2. Faça um step caseiro

Vá para a frente de um degrau em sua casa ou construa o seu próprio degrau (pode ser com madeira, por exemplo). Coloque música com muito barulho e crie os seus próprios ritmos! Não precisa de se cansar muito, precisa é de fazer a sua manutenção diária. Seja durante 10, 20, 30 ou mesmo 120 minutos.

3. Desça e suba muitas escadas

Se não tem escadas em casa, pode esquecer esta solução. No entanto, se as tiver, desça e suba os seus degraus várias vezes durante o dia. Mas não o faça apenas uma vez.
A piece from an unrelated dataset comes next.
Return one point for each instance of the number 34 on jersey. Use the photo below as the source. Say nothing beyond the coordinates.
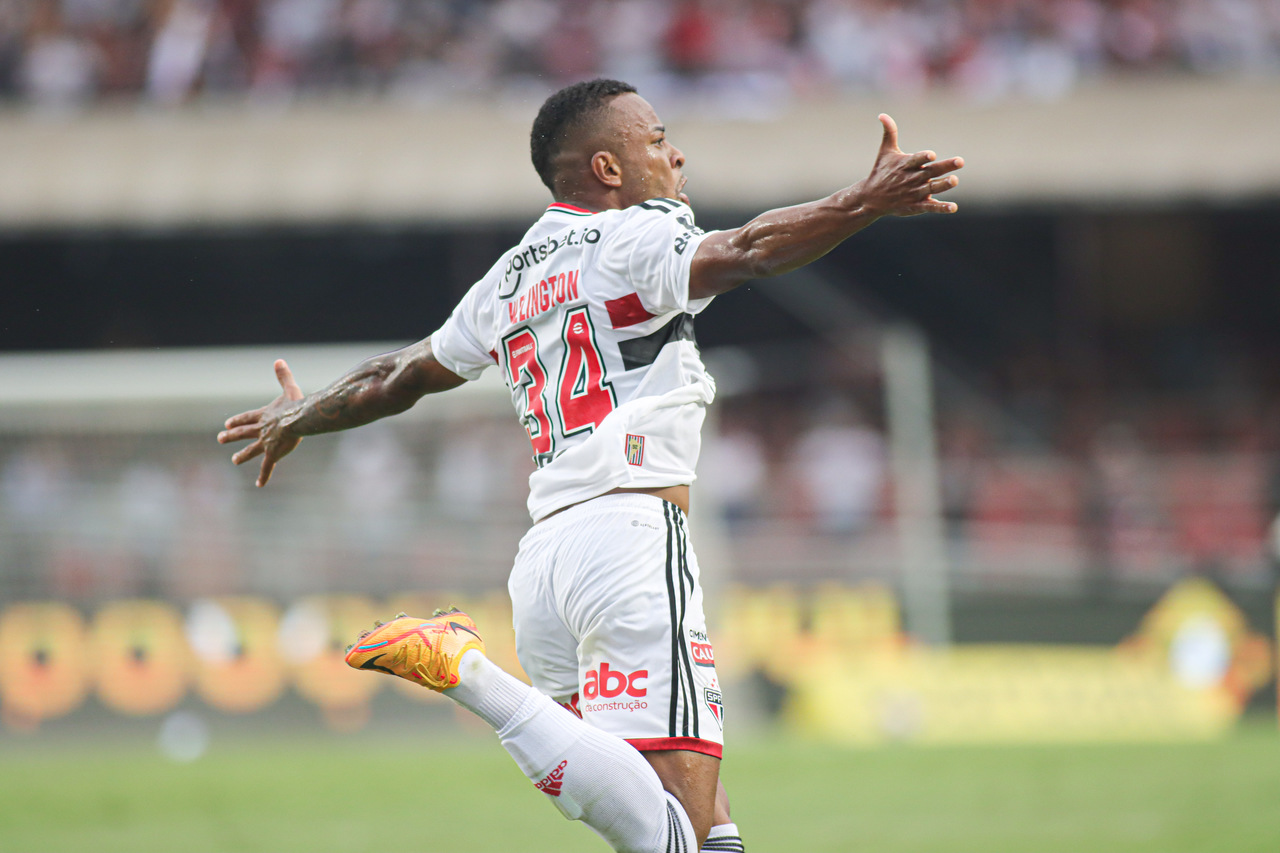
(563, 383)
Faça, por exemplo, cinco repetições de subidas e descidas de cada vez.

4. Invente os seus próprios pesos

Comece com latas de salsichas, frascos de grão de bico e vá evoluindo até ao leite, e até aos garrafões de leite. Se possuir mais liberdade económica pode mesmo comprar um pack de pesos (cerca de 19,90€) com pesos variados, de forma a fazer alguma musculação “soft”.

5. Flexões e abdominais

Não precisa de ir a um ginásio para fazer flexões e abdominais. Como alternativa, coloque um tapete fino por baixo das suas costas e faça as abdominais. As flexões não precisam de ser ao estilo de “Rocky”, basta, por exemplo, apoiar os joelhos no chão. As flexões tornam-se mais fáceis mas no entanto, igualmente eficazes.